According to the U.S. Centers for Disease Control and Prevention, "Almost 10 percent of U.S. children have this potentially deadly respiratory condition."
Researchers said that the improper use of the inhalers could lead to continuous or worsening symptoms of asthma. 

"Most asthma medications are inhaled, and delivered through devices known as metered-dose inhalers," reported Healthday. "Because it's not always easy for children to use these inhalers, a device called a spacer is often used in conjunction with the inhaler." 

The spacer's job is to hold the medication in a chamber which allows the child to inhale the drug with several breaths. To make it easier for young children to use many spacers come with a mask. 

For the study, researchers matched the instructions for the usage of the inhaler based on national guidelines. 

Researchers came to a consensus that five of the instructions were critical steps for the delivery of the medication.

According to Healthday the instructions were, "shaking the inhaler before use; forming a seal between the device and the child's face; pressing down on an inhaler just once (single actuation); taking at least six slow and deep breaths before using another actuation, and waiting at least 30 seconds after the six breaths before doing the second actuation."

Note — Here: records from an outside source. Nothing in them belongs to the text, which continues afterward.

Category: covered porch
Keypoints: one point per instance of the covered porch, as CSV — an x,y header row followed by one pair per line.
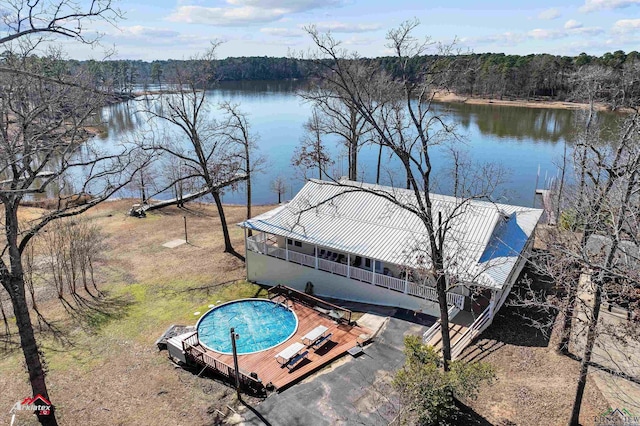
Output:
x,y
393,277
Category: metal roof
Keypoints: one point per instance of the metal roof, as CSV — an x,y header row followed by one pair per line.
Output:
x,y
366,220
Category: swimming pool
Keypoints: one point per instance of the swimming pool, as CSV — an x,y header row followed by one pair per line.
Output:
x,y
261,324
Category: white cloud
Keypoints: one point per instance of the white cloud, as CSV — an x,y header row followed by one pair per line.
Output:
x,y
591,5
344,27
291,5
282,32
572,24
244,12
541,34
503,39
141,31
225,17
585,31
359,41
626,25
552,13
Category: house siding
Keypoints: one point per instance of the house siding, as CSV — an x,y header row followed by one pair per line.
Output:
x,y
272,271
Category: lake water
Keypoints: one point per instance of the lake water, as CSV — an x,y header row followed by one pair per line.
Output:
x,y
522,140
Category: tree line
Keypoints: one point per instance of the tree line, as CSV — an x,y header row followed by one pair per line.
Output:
x,y
487,75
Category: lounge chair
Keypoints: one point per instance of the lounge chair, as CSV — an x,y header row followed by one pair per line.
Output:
x,y
321,341
314,335
293,361
289,353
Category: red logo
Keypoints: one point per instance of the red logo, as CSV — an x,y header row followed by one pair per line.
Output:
x,y
38,404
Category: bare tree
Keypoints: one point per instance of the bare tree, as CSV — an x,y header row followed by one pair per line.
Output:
x,y
398,109
334,114
24,18
279,186
43,148
592,256
237,130
311,154
208,158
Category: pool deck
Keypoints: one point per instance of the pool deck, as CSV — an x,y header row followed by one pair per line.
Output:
x,y
264,364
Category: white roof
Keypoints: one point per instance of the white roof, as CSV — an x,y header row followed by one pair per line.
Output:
x,y
370,224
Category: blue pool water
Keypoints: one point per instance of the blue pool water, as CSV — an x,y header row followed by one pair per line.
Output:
x,y
261,324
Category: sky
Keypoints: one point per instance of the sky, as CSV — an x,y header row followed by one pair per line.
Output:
x,y
180,29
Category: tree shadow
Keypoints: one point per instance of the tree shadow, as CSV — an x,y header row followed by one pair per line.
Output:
x,y
93,314
234,253
255,412
606,369
467,416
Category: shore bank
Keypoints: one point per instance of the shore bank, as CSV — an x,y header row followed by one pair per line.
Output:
x,y
453,98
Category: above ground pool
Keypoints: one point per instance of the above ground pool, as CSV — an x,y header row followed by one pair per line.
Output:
x,y
261,324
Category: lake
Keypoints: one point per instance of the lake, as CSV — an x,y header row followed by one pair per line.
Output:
x,y
522,140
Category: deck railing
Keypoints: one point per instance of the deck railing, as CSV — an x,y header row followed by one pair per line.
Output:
x,y
336,312
257,245
302,259
478,326
435,328
390,282
362,275
191,347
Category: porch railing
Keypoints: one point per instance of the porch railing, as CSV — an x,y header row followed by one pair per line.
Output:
x,y
258,244
478,326
302,259
190,345
362,275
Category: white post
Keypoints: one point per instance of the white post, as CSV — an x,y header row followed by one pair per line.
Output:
x,y
406,281
264,239
373,272
492,303
245,242
316,256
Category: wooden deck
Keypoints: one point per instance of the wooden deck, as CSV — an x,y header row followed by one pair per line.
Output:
x,y
264,364
457,327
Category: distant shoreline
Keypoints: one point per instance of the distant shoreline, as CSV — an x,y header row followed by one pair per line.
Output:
x,y
453,98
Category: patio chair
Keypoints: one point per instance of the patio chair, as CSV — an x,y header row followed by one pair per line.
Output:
x,y
321,341
293,361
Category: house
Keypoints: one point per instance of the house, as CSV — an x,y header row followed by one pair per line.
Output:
x,y
351,241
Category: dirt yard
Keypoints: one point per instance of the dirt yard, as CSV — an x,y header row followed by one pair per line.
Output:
x,y
106,370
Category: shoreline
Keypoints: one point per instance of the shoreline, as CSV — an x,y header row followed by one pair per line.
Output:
x,y
453,98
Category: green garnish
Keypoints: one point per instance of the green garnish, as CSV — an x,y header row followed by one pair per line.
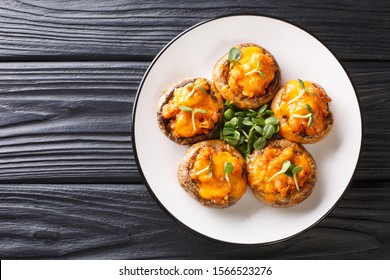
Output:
x,y
289,169
309,116
248,129
256,70
208,168
193,112
227,169
234,56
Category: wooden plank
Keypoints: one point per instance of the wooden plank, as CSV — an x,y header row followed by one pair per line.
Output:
x,y
67,122
137,30
123,222
71,122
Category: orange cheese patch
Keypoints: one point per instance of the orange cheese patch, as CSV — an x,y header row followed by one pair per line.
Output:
x,y
294,103
204,114
211,179
252,75
269,163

Researchers gathered 169 New York City families for the study.Children between the ages of 2 and 9 participated. Of the participants many had continuous asthma, asthma hospitalizations, an emergency room visit or a primary care visit within the past year.

"Three-quarters were Hispanic, and 23 percent were black," reported Healthday. "Most of the study questions were answered by the mothers of the children (95 percent), and the average age of the child's caregiver was 32."

Researchers asked the parents to give a demonstration on how to use the medication by utilizing a stuffed toy. 

Researchers found that only one person was able to accurately show all of the 10 steps and six parents were able to show the five important steps.

"A lot of physicians will hand patients prescriptions for nasal sprays and asthma inhalers and not teach them how to use them," said Dr. Jennifer Appleyard, chief of allergy and immunology at St. John Hospital and Medical Center in Detroit.

Researchers also found that the step where most of the parents did not follow through was having the child take six slow deep breaths and waiting at least 30 seconds after the breathes in order to actually give the second dose of the medication. 

"Make sure you know how to use these devices properly. It has a huge effect," said Appleyard. "If you don't know how to use them, you'll end up with more medications than you need and maybe even hospitalizations."